Mark Rothko: Works on Paper by Bonnie Clearwater

When you think of Mark Rothko's paintings you usually envision large, richly-colored works on canvas. You rarely think of his works on paper, especially watercolors. This is what made me get Bonnie Clearwater's Mark Rothko: Works on Paper after a recent visit to Fort Worth's Amon Carter Museum. (Contributing to this purchase was the fact that the museum store was sold out of the catalog for their American Vanguards exhibit, my reason for visiting the museum that day in the first place.)

The book's introduction by Dore Ashton was almost worth the price of the book itself. It is educational at worst, insightful throughout, and illuminating at the very best. Rothko's influences are woven throughout this essay on the relative roles of media in his ouevre. I'll just quote one passage that I found to be very interesting about Rothko's goal of portraying tragedy in his work.
When Rothko spoke about the "tragic"... it was the tragedy of man's destiny - to be forever caught between birth and death - and aware of the strange disparity between the great space of the imagination and the material human fate.
Reluctant to bore you with the details of my Rothko fandom, suffice it to say that works on paper permeated Rothko's entire career, from his early formative days painting with Milton Avery, to his Surrealist period up to the point where he realized figuration would not yield the results he desired, to studies for his major installations (Seagram, Harvard, and Menil), to his very last days when health issues limited his ability to work on larger canvases.

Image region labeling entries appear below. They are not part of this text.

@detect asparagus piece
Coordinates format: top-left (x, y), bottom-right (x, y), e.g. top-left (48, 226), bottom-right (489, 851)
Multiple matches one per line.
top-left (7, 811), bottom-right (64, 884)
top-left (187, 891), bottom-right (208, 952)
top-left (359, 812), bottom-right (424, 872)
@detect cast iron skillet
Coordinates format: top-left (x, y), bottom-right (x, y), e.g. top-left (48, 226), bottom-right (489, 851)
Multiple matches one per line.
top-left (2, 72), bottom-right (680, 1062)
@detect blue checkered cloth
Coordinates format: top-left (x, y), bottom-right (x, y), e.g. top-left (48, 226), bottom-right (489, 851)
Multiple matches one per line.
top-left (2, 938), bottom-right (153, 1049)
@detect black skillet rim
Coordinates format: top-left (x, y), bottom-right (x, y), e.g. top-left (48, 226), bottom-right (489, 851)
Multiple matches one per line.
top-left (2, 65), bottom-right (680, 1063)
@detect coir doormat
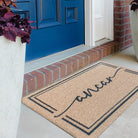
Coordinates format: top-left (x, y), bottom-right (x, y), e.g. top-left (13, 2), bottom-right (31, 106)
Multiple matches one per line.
top-left (22, 62), bottom-right (138, 138)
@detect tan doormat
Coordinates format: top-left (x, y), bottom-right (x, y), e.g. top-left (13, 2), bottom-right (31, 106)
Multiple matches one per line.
top-left (22, 62), bottom-right (138, 138)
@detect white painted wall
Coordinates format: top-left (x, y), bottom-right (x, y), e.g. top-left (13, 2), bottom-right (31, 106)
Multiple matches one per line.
top-left (0, 36), bottom-right (25, 138)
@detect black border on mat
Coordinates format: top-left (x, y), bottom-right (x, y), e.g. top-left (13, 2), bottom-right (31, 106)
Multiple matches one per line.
top-left (28, 62), bottom-right (138, 135)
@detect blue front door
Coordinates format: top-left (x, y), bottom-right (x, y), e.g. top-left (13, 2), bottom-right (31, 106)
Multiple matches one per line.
top-left (17, 0), bottom-right (84, 61)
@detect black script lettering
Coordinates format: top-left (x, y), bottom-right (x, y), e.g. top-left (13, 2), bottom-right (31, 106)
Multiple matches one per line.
top-left (54, 68), bottom-right (121, 118)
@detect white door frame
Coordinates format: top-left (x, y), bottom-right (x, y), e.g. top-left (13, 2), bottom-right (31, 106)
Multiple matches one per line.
top-left (84, 0), bottom-right (114, 47)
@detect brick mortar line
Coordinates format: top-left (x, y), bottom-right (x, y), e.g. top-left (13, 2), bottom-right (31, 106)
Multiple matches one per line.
top-left (76, 55), bottom-right (85, 66)
top-left (51, 64), bottom-right (61, 80)
top-left (24, 79), bottom-right (29, 95)
top-left (36, 69), bottom-right (46, 85)
top-left (71, 56), bottom-right (80, 70)
top-left (28, 72), bottom-right (37, 90)
top-left (65, 59), bottom-right (73, 72)
top-left (43, 67), bottom-right (54, 82)
top-left (58, 61), bottom-right (67, 76)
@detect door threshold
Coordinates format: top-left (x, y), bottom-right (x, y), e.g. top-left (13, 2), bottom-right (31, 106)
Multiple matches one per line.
top-left (24, 44), bottom-right (92, 74)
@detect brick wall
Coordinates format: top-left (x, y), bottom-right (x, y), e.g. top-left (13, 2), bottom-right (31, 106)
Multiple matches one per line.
top-left (23, 0), bottom-right (132, 96)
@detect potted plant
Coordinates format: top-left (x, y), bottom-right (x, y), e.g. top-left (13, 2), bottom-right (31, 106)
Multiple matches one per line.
top-left (0, 0), bottom-right (32, 138)
top-left (127, 0), bottom-right (138, 61)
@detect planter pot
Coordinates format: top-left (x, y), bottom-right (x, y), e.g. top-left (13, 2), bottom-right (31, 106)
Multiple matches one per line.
top-left (130, 10), bottom-right (138, 61)
top-left (0, 36), bottom-right (25, 138)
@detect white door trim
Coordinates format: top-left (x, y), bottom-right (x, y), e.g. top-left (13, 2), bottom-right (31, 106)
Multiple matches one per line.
top-left (84, 0), bottom-right (95, 47)
top-left (84, 0), bottom-right (114, 48)
top-left (25, 0), bottom-right (113, 73)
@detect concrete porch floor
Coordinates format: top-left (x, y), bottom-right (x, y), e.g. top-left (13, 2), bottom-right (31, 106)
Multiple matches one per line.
top-left (17, 47), bottom-right (138, 138)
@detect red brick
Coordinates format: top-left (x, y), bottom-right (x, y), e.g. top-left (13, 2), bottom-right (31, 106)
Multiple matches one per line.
top-left (83, 50), bottom-right (95, 64)
top-left (39, 68), bottom-right (52, 85)
top-left (60, 60), bottom-right (72, 75)
top-left (73, 55), bottom-right (84, 69)
top-left (53, 62), bottom-right (66, 78)
top-left (66, 57), bottom-right (78, 72)
top-left (31, 71), bottom-right (44, 89)
top-left (78, 53), bottom-right (90, 66)
top-left (46, 65), bottom-right (59, 81)
top-left (24, 74), bottom-right (36, 93)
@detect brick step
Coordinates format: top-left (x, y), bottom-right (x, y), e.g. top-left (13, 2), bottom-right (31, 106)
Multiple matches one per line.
top-left (23, 41), bottom-right (121, 96)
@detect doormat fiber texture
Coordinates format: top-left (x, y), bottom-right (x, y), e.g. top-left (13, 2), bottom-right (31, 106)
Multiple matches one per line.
top-left (22, 62), bottom-right (138, 138)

Left: Untitled, 1969. Watercolor, tempera on paper. Right: Untitled, early 1950s, Watercolor, tempera on paper.
As you can imagine, the works on paper differ in many ways from those on canvas simply due to the demands of the medium. At a smaller scale the works are more architected and less haphazard, the application of pigment more refined and less worked-over, the dimensions more controlled and less immersive.

And when Rothko's canvas palette changed to darker tones, his way of distancing himself from being labelled a colorist, his works on paper continued the use of bright colors. In fact, the somber canvas works of the late 1960s were accompanied by paper works of brilliant lightness.